Dunphy arrived at LWC in fall of 1992. He quickly earned a reputation among students as a professor who pushed them to see familiar subjects in new and different ways.
"I obviously have a passion for literature," said Dunphy in a 2000 interview. "So I try to convey the passion I have for those writers to my students in numerous ways. Ultimately, I hope that some of that passion will affect (the students) and compel them to examine their lives and the world around them."
For much of his career, Dunphy wrote and presented papers to illustrate the intellectual connections between the American writers of romantic period of the mid-19th century and the American Beat writers of the mid-20th century.
His area of expertise included authors Herman Melville, Nathaniel Hawthorne, James Joyce and Jack Kerouac. He once said that he read Melville's Moby-Dick, which he considered to be the great American novel, at least once a year, and one year he read it once at the start of each season.
Dunphy's work often received attention both nationally and abroad. He was invited by the U.S. Embassy's Cultural Affairs Office in Rome and the Consulate General in Naples to lecture in Italy in fall 2004.
"It's rather exciting to know that the Beats' ideas are alive and well in Italy because they represented a movement that was not limited to America," he said.

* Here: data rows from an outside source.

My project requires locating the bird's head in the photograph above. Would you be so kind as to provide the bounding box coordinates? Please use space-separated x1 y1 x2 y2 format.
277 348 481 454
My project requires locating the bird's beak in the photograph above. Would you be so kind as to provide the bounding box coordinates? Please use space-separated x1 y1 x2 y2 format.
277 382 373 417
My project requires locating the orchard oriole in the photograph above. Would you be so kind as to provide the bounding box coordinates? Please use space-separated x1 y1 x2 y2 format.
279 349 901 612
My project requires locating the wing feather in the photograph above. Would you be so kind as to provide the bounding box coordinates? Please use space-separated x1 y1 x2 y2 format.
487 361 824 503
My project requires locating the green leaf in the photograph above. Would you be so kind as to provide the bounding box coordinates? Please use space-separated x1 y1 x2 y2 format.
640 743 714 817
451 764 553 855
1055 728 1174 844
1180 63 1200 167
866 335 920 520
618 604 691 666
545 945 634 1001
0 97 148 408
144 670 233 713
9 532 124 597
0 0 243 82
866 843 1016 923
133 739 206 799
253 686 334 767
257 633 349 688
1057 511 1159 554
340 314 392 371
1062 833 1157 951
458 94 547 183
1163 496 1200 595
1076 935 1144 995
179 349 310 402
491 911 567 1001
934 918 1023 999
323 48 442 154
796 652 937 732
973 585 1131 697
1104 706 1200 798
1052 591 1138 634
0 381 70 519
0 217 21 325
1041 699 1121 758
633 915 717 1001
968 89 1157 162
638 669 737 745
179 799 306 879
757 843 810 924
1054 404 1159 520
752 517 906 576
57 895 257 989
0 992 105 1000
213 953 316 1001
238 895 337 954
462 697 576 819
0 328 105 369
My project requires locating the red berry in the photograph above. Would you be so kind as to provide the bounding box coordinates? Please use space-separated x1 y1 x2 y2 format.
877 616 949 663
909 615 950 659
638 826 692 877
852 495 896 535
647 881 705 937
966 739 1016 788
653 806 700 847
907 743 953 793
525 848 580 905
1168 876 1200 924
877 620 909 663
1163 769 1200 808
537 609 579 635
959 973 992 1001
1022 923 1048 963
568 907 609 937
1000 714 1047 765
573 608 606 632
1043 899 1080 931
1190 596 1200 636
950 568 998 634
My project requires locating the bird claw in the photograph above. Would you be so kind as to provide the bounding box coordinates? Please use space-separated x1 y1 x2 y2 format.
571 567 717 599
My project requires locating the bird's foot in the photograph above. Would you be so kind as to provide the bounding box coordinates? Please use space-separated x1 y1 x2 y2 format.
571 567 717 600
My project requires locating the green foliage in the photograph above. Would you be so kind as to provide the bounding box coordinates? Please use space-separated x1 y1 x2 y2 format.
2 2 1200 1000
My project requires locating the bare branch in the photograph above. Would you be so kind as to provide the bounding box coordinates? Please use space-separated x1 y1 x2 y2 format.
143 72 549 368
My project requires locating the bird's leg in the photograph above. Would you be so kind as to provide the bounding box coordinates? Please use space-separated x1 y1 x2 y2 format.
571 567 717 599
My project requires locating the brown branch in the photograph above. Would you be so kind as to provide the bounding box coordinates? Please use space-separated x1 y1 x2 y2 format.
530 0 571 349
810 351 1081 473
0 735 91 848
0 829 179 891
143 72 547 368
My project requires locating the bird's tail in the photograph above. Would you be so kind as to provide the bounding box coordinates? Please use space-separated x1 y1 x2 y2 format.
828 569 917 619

At LWC, Dunphy served on various academic committees, he was past chair of the Humanities Division, and he also served as faculty representative to the president's cabinet.

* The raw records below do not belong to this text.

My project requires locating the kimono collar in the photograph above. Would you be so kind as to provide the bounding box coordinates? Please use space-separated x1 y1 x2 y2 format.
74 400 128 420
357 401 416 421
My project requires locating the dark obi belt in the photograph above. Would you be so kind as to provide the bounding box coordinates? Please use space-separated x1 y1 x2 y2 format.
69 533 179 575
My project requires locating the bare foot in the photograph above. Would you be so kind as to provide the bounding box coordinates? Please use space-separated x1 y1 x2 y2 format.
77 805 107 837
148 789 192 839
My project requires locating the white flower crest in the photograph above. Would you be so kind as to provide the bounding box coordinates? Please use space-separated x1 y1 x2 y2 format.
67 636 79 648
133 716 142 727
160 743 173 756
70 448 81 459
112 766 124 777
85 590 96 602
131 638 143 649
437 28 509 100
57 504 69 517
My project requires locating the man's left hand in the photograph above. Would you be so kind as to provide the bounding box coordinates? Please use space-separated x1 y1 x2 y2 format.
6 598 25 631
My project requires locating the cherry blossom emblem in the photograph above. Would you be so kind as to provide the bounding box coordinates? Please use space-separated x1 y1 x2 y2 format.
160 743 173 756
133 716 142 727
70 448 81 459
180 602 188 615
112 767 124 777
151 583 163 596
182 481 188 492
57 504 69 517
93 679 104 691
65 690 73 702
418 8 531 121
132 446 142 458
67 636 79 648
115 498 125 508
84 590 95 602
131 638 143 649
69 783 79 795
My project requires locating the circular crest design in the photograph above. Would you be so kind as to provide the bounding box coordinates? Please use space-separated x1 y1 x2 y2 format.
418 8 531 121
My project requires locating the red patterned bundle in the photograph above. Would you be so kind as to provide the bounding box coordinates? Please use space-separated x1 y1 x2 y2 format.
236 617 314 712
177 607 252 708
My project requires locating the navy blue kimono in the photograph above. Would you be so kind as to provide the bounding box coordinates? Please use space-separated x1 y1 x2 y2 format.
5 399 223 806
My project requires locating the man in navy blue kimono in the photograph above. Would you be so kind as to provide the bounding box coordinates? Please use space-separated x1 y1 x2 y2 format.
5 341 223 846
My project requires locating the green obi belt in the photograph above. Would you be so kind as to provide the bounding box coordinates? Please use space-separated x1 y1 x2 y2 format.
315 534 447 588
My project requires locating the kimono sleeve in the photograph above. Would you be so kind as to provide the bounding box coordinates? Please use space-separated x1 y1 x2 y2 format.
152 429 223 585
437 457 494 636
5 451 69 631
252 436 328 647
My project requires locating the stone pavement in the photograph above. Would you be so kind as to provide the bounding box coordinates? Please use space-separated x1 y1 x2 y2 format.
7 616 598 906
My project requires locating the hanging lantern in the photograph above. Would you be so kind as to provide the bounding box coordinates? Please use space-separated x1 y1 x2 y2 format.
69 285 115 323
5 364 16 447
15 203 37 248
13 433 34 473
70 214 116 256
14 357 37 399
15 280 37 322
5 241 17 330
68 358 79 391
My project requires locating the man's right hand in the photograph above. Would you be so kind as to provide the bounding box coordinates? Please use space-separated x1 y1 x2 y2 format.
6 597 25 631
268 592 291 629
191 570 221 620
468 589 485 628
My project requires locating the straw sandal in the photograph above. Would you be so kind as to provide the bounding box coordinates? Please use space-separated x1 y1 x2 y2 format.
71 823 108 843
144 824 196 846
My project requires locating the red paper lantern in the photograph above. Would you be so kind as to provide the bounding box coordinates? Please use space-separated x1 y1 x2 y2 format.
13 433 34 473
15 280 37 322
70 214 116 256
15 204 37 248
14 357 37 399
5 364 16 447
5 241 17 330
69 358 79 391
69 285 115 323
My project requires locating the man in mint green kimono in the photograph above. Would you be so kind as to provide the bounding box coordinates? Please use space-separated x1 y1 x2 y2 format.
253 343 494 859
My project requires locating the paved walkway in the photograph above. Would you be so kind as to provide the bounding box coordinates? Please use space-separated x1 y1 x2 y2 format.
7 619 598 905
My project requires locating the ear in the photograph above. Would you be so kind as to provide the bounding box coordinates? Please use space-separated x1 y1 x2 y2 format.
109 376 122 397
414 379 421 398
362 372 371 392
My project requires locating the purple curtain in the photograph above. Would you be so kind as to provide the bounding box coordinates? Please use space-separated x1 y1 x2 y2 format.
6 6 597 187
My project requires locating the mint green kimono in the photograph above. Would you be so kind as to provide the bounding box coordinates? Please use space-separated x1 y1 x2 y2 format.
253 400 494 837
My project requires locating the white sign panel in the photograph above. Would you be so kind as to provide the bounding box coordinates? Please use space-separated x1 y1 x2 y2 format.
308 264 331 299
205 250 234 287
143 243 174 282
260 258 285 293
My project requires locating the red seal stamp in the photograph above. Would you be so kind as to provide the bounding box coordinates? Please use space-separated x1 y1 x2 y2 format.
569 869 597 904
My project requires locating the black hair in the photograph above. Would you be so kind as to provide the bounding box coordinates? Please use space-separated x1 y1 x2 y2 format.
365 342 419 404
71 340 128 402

"I loved to see him on the sidewalk and to hear his distinctive laugh as we exchanged pleasantries," Luckey said. "He was a good man who loved this college and its mission."
And LWC students recognized Dunphy's devotion to teaching and the Lindsey Wilson mission. In 2004-05, he was named Teacher of the Year by the LWC Student Government Association for his "outstanding service to the students and the mission of Lindsey Wilson College."
"I learned from Mark about the mission of the College and saw in him somebody who loved and valued that mission of 'every student, every day,'" said friend and colleague LWC Professor of English Tim McAlpine. "He was somebody who very much cared for the whole person. In the eighteen years that I served with him, I always found him somebody who was concerned with me not just as a cog in a machine that needed to run smoothly but as a person. He provided wise, kind, insightful advice that helped me along my path as a faculty member."
Mark Raymond Dunphy was born Feb. 13, 1950, in Boston to John Dunphy, who preceded him in death, and Georgina Byers Cuthbert, who survives.
Also surviving: his wife, Judith Ann Ewert Dunphy of Columbia; a daughter, Gina (Joe) Collins of Columbia; two step-sons, Daniel Tishar of Columbia and David Tishar of Breeding, Ky.
Other survivors include: two brothers, John Dunphy of Greenfield, Mass., and Steve Dunphy of Chicago; and two grandsons: Miles and Luke Collins, both of Columbia.
Dunphy earned a bachelor's and a master's degree from Lone Mountain (Calif.) College and a doctorate in English from the University of Tulsa (Okla). Before he came to LWC, he taught at Flaming Rainbow (Okla.) University. He was a member of the Good Shepherd Catholic Church in Columbia, Ky.